Political journalism in Spain was born out of the decision by the members of the Cádiz Cortes to abolish restrictions on the press. Consequently the debates between liberals and conservatives in the Cortes were reported with great interest not only in Spain but also abroad.
One of the most perceptive and interested observers of the Cortes was the Irish-Spaniard José María Blanco White. The White family had adopted the surname Blanco (blanco means white in Spanish) when they settled in Spain; José María adopted the double surname Blanco White when he was in England. From his exile in London this rather severe, impassioned, intolerant young man became not only one of the foremost propagandists for Spanish liberalism but also a fierce critic of Spanish rule in the American colonies. His fiery polemics in favour of American independence were to earn him the opprobrium of both Spanish conservatives and liberals. His biographer, Manuel Moreno Alonso, goes so far as to describe him as ‘the “inventor” of Liberalism in Spain’ and says that ‘one can say that until the Generation of ’98, nobody raised in such a continual and obsessive manner what, afterwards, has been called “the subject of Spain”.’
Blanco White possessed the zeal of the convert. He was born in Seville on 11 July 1775 into an exaggeratedly pious Irish family in deeply Catholic southern Spain whose estates in Ireland had been expropriated in the Cromwellian era. His great-grandfather was living in County Waterford when he sent four of his five children abroad ‘to escape the oppression of the penal laws.’ Blanco White’s grandfather settled in Seville, where he inherited the substantial business of his merchant uncle, Philip Nangle. The connection with Ireland remained strong when Blanco White was growing up. His grandfather’s ‘love of his native land could not be impaired by his foreign residence,’ and English was spoken at home with ‘an Irish pronunciation.’ Blanco White’s own father had been sent back to Ireland as a child so that ‘he might also cling to that country by early feelings of kindness.’
When Blanco White was a child, the family business began to fail and the money that remained was ‘just enough to save the family from such poverty as might have entirely changed their condition in the world.’ Blanco White’s aunt married an Irishman named Thomas Cahill, who took over the running of the business. Their daughter, Blanco White’s cousin, married another Irishman, by the name of Beck, one of the many Irish clerks employed by the Whites, who then took over the business in partnership with Blanco White’s brother. The White family in Seville thus preserved their links to the ancestral homeland. Blanco White wrote that his family was ‘a small Irish colony, whose members preserve the language and many of the habits and affections which its founder brought to Spain.’

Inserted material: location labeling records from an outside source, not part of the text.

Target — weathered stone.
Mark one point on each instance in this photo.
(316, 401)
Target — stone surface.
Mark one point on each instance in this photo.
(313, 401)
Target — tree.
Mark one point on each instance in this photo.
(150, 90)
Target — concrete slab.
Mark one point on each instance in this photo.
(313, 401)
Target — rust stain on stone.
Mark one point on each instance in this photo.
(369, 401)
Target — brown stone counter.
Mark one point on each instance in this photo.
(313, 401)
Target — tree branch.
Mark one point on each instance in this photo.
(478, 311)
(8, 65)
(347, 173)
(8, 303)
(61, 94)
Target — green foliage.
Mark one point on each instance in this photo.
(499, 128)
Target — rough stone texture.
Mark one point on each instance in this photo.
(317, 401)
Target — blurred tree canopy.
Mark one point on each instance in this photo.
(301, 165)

Blanco White was introduced to the family business at an early age, learning reading and writing from one of the Irish clerks. As a 12-year-old he was employed in the office copying correspondence, invoices, bills of exchange and bills of lading. When he declared to his parents that he wished to become a priest, they greeted the news with enthusiasm. Blanco White’s father was a devout man who would spend hours in church. His son attributed his religiosity to his having spent his childhood in Ireland and wrote of his father that he ‘combined in his person the two most powerful and genuine elements of a religionist – the unhesitating faith of persecuting Spain: the impassioned belief of persecuted Ireland.’ On his father’s death ‘multitudes of people thronged the house to indulge a last view of the body,’ such was his ‘purity’, ‘benevolence’, and ‘angelic piety’. Blanco White’s mother, a member of the impoverished Spanish gentry, was equally religious.
His parents sent Blanco White to the Dominican College in Seville at the age of 14, but he was soon in trouble. Demonstrating the type of intellectual independence that would later lead him to fall out with his superiors in the Catholic Church, he got into an argument about Aristotelian logic with one of the Dominican friars. His exasperated mother removed him from the college and sent him instead to the University of Seville. Though he had already begun to show doubts about his chosen path, he did not stop studying for the priesthood. After his ordination in 1800 he continued to question Catholic doctrine and struggled to reconcile his beliefs. He later wrote:
At length the moment arrived when, by the deliberate admission of the fact that the Church had erred, I came at once to the conclusion at which every sincere Roman Catholic, in similar circumstances, must arrive. I concluded that Christianity could not be true. This inference was not properly my own. The Church of Rome had most assiduously prepared me to draw it.
His conversion to liberalism – and English Protestantism – far from being Damascene, as he might have wished to paint it in later life, was gradual, founded upon a logical dismantling of the tenets that formed the basis of his education as a priest. Even before he was ordained, he had begun to think about how he might best escape the predicament of choosing to be a priest when he no longer believed in the Church.